Después de ser atraídos a la universidad con la noción predominante de que obtener un título era una gran inversión, muchos graduados se sintieron decepcionados al descubrir que, en el mercado laboral, sus credenciales no garantizaban un trabajo bien remunerado. De hecho, muchos tuvieron que conformarse con trabajos que podrían haber hecho mientras estaban en la escuela secundaria, como repartir pizzas.

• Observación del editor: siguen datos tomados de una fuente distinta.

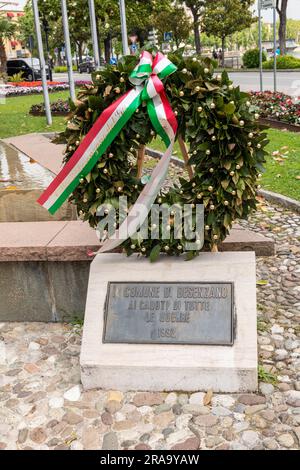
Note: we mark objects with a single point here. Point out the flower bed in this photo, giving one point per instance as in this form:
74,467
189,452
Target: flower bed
58,108
21,90
28,88
277,106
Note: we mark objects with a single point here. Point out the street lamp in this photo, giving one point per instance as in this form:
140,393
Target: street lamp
46,28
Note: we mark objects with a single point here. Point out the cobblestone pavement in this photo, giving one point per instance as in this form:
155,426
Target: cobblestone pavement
42,405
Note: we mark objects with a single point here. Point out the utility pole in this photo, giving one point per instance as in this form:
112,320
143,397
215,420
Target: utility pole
68,48
275,50
94,34
42,60
260,46
124,27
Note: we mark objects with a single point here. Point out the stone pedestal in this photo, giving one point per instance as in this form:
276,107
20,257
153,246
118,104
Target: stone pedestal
166,367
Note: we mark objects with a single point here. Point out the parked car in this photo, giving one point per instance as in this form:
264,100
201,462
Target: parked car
87,66
30,68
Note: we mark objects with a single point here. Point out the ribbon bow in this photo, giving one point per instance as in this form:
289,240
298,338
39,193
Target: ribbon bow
146,77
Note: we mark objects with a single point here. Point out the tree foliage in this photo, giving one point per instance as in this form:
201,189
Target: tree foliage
281,7
174,20
221,18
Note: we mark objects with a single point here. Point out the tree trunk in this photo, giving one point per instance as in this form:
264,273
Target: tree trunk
3,58
197,33
282,25
107,49
223,52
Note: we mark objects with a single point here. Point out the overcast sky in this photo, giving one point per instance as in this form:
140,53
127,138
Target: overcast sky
293,10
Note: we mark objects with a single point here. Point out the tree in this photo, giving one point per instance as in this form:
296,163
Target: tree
196,8
7,30
222,18
281,7
174,20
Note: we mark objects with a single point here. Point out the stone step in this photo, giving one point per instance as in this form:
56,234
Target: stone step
73,240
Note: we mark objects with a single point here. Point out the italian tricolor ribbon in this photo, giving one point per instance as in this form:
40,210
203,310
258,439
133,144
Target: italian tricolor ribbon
146,77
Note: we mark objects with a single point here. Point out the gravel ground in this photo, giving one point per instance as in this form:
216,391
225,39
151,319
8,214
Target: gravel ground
42,405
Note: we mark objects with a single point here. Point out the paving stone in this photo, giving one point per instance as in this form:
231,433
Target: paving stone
110,441
251,399
72,418
73,394
286,440
113,406
107,418
38,435
206,420
192,443
149,399
250,438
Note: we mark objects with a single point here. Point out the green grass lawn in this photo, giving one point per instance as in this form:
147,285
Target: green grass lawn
15,120
281,176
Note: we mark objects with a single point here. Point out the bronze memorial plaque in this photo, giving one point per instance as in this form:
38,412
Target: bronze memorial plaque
169,313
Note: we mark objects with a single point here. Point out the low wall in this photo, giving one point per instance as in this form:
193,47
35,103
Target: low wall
43,290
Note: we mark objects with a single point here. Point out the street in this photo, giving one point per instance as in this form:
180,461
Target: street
287,82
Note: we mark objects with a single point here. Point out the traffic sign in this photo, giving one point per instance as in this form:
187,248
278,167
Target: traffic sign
266,4
168,36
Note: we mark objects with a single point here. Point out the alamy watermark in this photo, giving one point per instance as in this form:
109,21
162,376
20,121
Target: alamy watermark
184,223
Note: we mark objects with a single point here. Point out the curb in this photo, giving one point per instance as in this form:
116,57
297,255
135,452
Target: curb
284,201
280,199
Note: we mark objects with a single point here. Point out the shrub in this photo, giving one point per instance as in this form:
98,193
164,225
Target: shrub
276,106
16,78
63,68
283,62
251,58
59,107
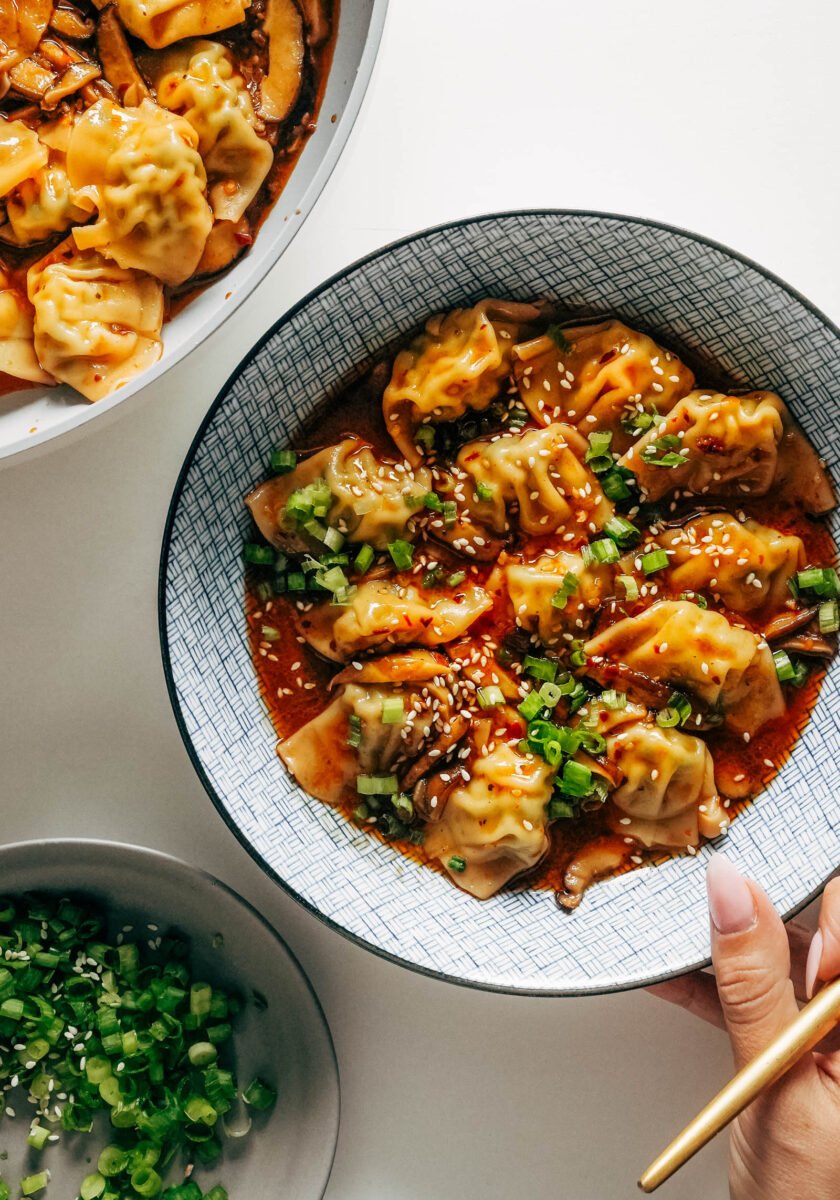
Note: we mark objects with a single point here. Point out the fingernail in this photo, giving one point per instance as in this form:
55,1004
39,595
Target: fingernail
731,903
813,965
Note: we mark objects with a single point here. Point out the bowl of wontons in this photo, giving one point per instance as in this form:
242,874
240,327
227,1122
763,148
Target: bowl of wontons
513,597
155,161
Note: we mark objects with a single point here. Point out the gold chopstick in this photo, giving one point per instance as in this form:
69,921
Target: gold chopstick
815,1020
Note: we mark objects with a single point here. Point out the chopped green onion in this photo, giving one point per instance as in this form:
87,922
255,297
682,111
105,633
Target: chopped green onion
623,532
576,779
567,589
364,559
629,585
377,785
654,562
393,711
677,712
402,552
532,706
829,617
283,461
33,1183
550,694
598,455
604,551
821,580
37,1137
613,484
259,556
784,666
540,669
579,655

La infame protesta de Occupy Wall Street fue impulsada en gran medida por trabajadores con educación universitaria que no estaban contentos de tener que pagar sus préstamos estudiantiles con los magros ingresos de trabajos para los cuales estaban «sobrecalificados».

Durante los últimos años, ha habido un movimiento bien organizado para que el gobierno cancele las deudas acumuladas por los estudiantes en su búsqueda de títulos universitarios. Inevitablemente, los políticos vieron una oportunidad de ganar popularidad apoyando ese movimiento. En su campaña para la Casa Blanca en 2020, Joe Biden hizo de la condonación de la deuda una promesa importante. Una vez en el cargo, su administración comenzó a cumplirlo cambiando las reglas de pago de manera que muchos estudiantes ahora pagan mucho menos de lo que pidieron prestado. A pesar de Tribunal Supremo anulado una de sus descaradas órdenes de condonación de préstamos, de todos modos ha continuado con sus planes de cancelación de préstamos.

Por eso digo que los Fundadores tenían razón al no darle al gobierno federal ningún poder para prestar dinero. Conduce a un desperdicio de recursos y a enormes cargas para los contribuyentes. Si alguna vez queremos poner en orden nuestra casa fiscal, necesitaremos detener los préstamos gubernamentales.

George Leef

George Leef es director de contenido editorial del Centro James G. Martin para la Renovación Académica. Tiene una licenciatura en artes de Carroll College (Waukesha, WI) y un doctorado en derecho de la Facultad de Derecho de la Universidad de Duke. Fue vicepresidente de la Fundación John Locke hasta 2003.

Columnista habitual de Forbes.com, Leef fue editor de reseñas de libros de The Freeman, publicado por la Fundación para la Educación Económica, de 1996 a 2012. Ha publicado numerosos artículos en The Freeman, Reason, The Free Market, Cato Journal, The Detroit Noticias, revisión independiente y regulación. Escribe regularmente para el blog The Corner de National Review y para EdWatchDaily.

Recientemente escribió la novela, El despertar de Jennifer Van Arsdale (Libros Bombardier, 2022).